“万物回暖,唯你心寒。黎明将至,可你……却依旧被困在破晓之前的黑暗里,不愿走出吗?
安嘴角勾起一抹浅浅的笑意,即便脑海中没有关于过往的记忆,可当年语文成绩勉强能及格的他,还是能从镜流的诗句中,读懂两人曾经那段不一般的关系。
只是……这份过往究竟藏着怎样的故事,他却一无所知。
一声轻叹从安的口中溢出,他摇着头,转身向丹鼎司内部走去,话语中满是感慨,随口应和出一段诗句,在心中回应了镜流:
“春霜冱晓客停鞍,隔柳遥闻剑气寒。不识香痕生哪段,空携谢礼答平安……”
“城阴若待归人至,愿借晴灯照影还。傥有前缘终可续,先容我记取花残。”
(哦,对了,安说的语文勉强及格,是和天命那位曾经的主教大人比。)
“好诗!真是好诗啊,大人!”一旁侍立的莳者连忙拍手附和,脸上堆满了讨好的笑容。
可那丝毫不敢与安对视的眼神,告诉了安,他压根没听懂诗的意思。
安挑了挑眉,侧过头看向身旁的莳者,语气带着几分戏谑:“你听得懂?”
“额……”莳者脸上的笑容瞬间僵住,沉默了片刻后,连忙收起谄媚的神色,换上一副严肃的表情,生硬地转移话题:
“大人,刚才那个女人解决了我们好几个潜藏在丹鼎司的兄弟!要不要小的现在就带人去……”

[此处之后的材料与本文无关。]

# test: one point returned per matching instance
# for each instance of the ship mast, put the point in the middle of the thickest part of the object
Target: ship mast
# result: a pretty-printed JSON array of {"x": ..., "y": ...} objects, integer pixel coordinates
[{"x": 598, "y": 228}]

说着,他还做了个抹脖子的动作,眼神中闪过一丝狠厉,试图在安面前表现自己的忠心。
安闻言,嘴角勾起一抹玩味的弧度,再次问道:“你打得过她?”
“额……”莳者的身子猛地一僵,再次陷入沉默。
他的脑海中不由自主地浮现出镜流刚才出手时的杀气,到现在仍让他心有余悸。
想到这里,他忍不住打了个寒颤,刚刚涌起的狠厉瞬间消失得无影无踪,眼神瞬间清澈了。
随即,他又赶紧调整表情,一脸正色地拉回话题,语气带着几分好奇与讨好:
“大人,您就别取笑小的了,还是告诉小的,您刚才那首诗到底是什么意思吧?肯定藏着大道理!”
安有些好笑地看了眼这脑子不太灵光、却格外会察言观色的莳者,淡淡开口,语气带着几分捉弄:
“没什么深意,就是赞美慈怀药王的。”
说完,便不再理会愣在原地的莳者,径直朝着为自己安排的房间走去。